Zor iş, zamanında yapmamız gerekip de yapmadığımız,
Kolay işlerin birikmesiyle oluşur.
Henry Ford
Bugünün iş dünyası bir kaç yıl öncesine göre "insan kaynakları" kavramına biraz daha aşına olmuş durumda. Bu sevindirici gelişmenin yanında yazımıza başlamadan önce, her meslekte olduğu gibi bizim meslekte de bazı temel ayrım noktaları vardır.
Temel Ayrım Noktası
Bildiğiniz gibi şirketlerimizde İnsan Kaynakları Bölümleri iki + (üç) tane ana fonksiyonu gerçekleştirmektedir. Şirketin çalışan sayısına göre bunlar;
-
Personel & Özlük İşleri ( kanunların gerektirdiği yasal prosedürlerin yerine getirilmesi, bordroların hazırlanması vb.)
-
İdari İşler ( servis, yemek, iş kıyafeti vb. işlerin yapılması)
-
İnsan Kaynakları (işe alma, performans, eğitim, kariyer, ücret yönetimi)
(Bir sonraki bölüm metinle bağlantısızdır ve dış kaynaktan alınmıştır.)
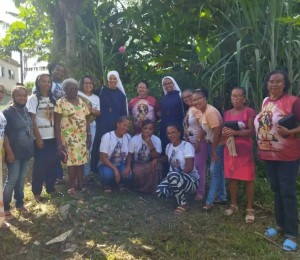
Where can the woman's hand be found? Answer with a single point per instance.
(10, 157)
(147, 139)
(88, 140)
(39, 143)
(117, 176)
(60, 149)
(215, 157)
(198, 146)
(283, 131)
(228, 132)
(126, 171)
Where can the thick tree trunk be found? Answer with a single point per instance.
(70, 9)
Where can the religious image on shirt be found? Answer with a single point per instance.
(117, 157)
(142, 110)
(266, 133)
(143, 153)
(174, 162)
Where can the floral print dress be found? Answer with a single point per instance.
(73, 130)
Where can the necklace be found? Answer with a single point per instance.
(26, 121)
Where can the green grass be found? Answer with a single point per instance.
(128, 225)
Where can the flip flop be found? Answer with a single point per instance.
(180, 210)
(270, 232)
(249, 219)
(289, 245)
(231, 210)
(207, 208)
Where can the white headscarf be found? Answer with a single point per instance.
(119, 84)
(175, 85)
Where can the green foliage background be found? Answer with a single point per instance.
(213, 44)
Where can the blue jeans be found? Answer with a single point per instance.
(282, 178)
(107, 176)
(15, 183)
(87, 166)
(217, 182)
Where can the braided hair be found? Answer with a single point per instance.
(38, 90)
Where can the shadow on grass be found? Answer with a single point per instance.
(129, 225)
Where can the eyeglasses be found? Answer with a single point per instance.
(168, 83)
(275, 82)
(187, 97)
(237, 96)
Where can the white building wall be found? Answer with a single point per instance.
(9, 74)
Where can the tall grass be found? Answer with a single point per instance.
(251, 42)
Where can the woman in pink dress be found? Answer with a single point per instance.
(238, 153)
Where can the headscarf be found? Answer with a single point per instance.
(119, 84)
(175, 85)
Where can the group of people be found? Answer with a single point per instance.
(88, 129)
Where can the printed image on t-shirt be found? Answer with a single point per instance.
(266, 133)
(174, 161)
(143, 153)
(142, 110)
(117, 157)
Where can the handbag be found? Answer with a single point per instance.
(288, 121)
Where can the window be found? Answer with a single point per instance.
(1, 72)
(11, 74)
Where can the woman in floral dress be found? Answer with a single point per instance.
(72, 130)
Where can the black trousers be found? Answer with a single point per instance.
(45, 163)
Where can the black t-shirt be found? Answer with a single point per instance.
(19, 132)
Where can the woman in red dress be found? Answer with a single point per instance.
(238, 153)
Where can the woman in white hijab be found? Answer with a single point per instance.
(172, 110)
(113, 104)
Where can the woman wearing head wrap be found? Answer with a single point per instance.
(2, 128)
(18, 143)
(172, 111)
(72, 131)
(113, 104)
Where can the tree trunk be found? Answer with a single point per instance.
(70, 9)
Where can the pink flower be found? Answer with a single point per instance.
(197, 113)
(122, 49)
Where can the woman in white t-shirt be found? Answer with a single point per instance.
(182, 177)
(86, 87)
(40, 107)
(2, 128)
(194, 134)
(113, 155)
(143, 158)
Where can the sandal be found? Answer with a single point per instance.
(199, 197)
(71, 191)
(272, 232)
(23, 210)
(249, 219)
(289, 245)
(8, 215)
(207, 208)
(180, 209)
(231, 210)
(38, 198)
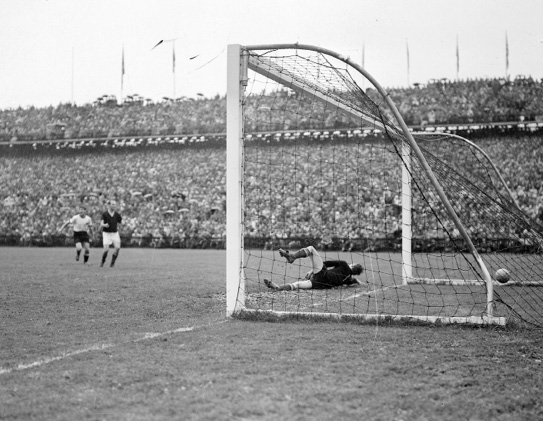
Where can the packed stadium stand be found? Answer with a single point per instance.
(165, 162)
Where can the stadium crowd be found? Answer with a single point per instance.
(437, 102)
(174, 195)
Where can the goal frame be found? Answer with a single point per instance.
(238, 65)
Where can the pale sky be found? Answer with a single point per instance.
(59, 51)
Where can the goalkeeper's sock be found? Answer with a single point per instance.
(114, 258)
(104, 256)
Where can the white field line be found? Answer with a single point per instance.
(44, 361)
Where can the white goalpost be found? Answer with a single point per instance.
(319, 167)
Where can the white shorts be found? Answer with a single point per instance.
(109, 238)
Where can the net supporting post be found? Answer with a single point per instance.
(407, 264)
(235, 285)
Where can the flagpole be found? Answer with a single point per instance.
(506, 56)
(73, 60)
(407, 49)
(122, 76)
(457, 58)
(363, 64)
(173, 68)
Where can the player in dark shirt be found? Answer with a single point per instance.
(323, 275)
(110, 233)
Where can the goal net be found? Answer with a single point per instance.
(318, 155)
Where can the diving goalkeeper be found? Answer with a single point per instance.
(323, 275)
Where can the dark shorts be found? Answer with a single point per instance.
(323, 280)
(81, 237)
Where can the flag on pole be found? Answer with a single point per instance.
(407, 48)
(122, 74)
(457, 58)
(173, 57)
(506, 55)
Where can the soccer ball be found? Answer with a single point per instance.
(502, 276)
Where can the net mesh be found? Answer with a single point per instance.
(322, 166)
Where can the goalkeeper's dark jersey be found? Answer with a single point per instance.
(335, 273)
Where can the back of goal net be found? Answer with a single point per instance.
(324, 162)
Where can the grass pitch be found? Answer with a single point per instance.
(148, 340)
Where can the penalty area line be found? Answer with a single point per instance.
(101, 347)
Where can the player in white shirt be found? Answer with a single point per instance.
(82, 226)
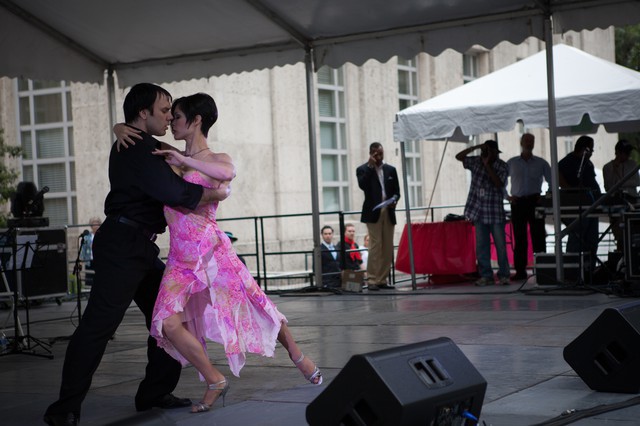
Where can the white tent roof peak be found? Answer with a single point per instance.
(584, 84)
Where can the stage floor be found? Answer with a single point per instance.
(514, 336)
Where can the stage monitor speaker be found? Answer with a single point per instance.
(606, 355)
(428, 383)
(41, 265)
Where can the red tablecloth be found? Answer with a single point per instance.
(447, 248)
(440, 248)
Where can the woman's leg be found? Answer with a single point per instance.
(193, 351)
(305, 364)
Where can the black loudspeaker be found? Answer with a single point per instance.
(606, 355)
(40, 262)
(428, 383)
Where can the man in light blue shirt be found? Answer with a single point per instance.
(526, 172)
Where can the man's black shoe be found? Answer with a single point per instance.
(166, 402)
(62, 419)
(386, 287)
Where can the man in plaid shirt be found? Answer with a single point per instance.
(485, 208)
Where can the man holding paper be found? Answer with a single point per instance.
(379, 182)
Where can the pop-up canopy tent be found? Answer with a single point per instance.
(589, 92)
(162, 41)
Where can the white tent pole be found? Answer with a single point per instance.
(313, 166)
(111, 97)
(433, 190)
(553, 143)
(407, 209)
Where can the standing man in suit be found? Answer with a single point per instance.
(329, 258)
(379, 182)
(526, 172)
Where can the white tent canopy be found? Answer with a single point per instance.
(586, 91)
(608, 93)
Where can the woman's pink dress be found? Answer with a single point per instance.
(207, 283)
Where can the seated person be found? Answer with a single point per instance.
(353, 257)
(329, 258)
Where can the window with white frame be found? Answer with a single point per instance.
(333, 139)
(46, 136)
(408, 96)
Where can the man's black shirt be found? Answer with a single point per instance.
(142, 183)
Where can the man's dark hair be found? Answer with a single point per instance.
(141, 96)
(199, 104)
(582, 143)
(374, 145)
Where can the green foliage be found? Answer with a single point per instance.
(627, 41)
(628, 46)
(7, 176)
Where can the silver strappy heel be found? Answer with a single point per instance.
(316, 375)
(202, 407)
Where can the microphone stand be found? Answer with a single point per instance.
(580, 235)
(76, 273)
Bu üç ana başlıkta gruplanabilecek olan işler, firmanın İnsan Kaynaklarına bakış açısına göre değişmektedir. İlk iki grupta yer alan personel & özlük işleri ve idari işler, her firmanın yasal olarak yerine getirmesi gereken fonksiyonlardır. Bunların sınırları kanunlar tarafından çok net bir şekilde tanımlanmıştır.
Ancak insan kaynakları olarak tanımlanan fonksiyonların belli standartlar çerçevesinde uygulanması ile ilgili her hangi bir yasal zorunluluk yoktur. Firma yönetiminin bakış açısına göre, kendi içinde bir bilim olan İnsan Kaynakları Yönetimi, insan kaynağının daha etkin kullanılması ile ilgili sistemleri tasarlayıp firma içerisinde uygulamaya alınmasıdır.
İnsan Kaynakları Yönetimi Nedir ?
İnsan Kaynakları Yönetimi, işletmenin hedeflerine ulaşabilmeleri için gerekli olan nitelikli insan gücünü (elemanı) işe alması, eğitmesi, geliştirmesi, performansını değerlendirmesi ve ödüllendirmesi ile şirket içinde alternatif kariyer yollarını belirleyerek bilgi ve tecrübenin ürün/ hizmet kalitesine yansımasıdır.
Çok kısa ve genel yapılan bu tanımın, Şekil 1`deki fonksiyonların her biri ayrı ayrı ve birbiri ile bağlantılı bir şekilde sistem olarak firma içerisinde uygulanmalıdır.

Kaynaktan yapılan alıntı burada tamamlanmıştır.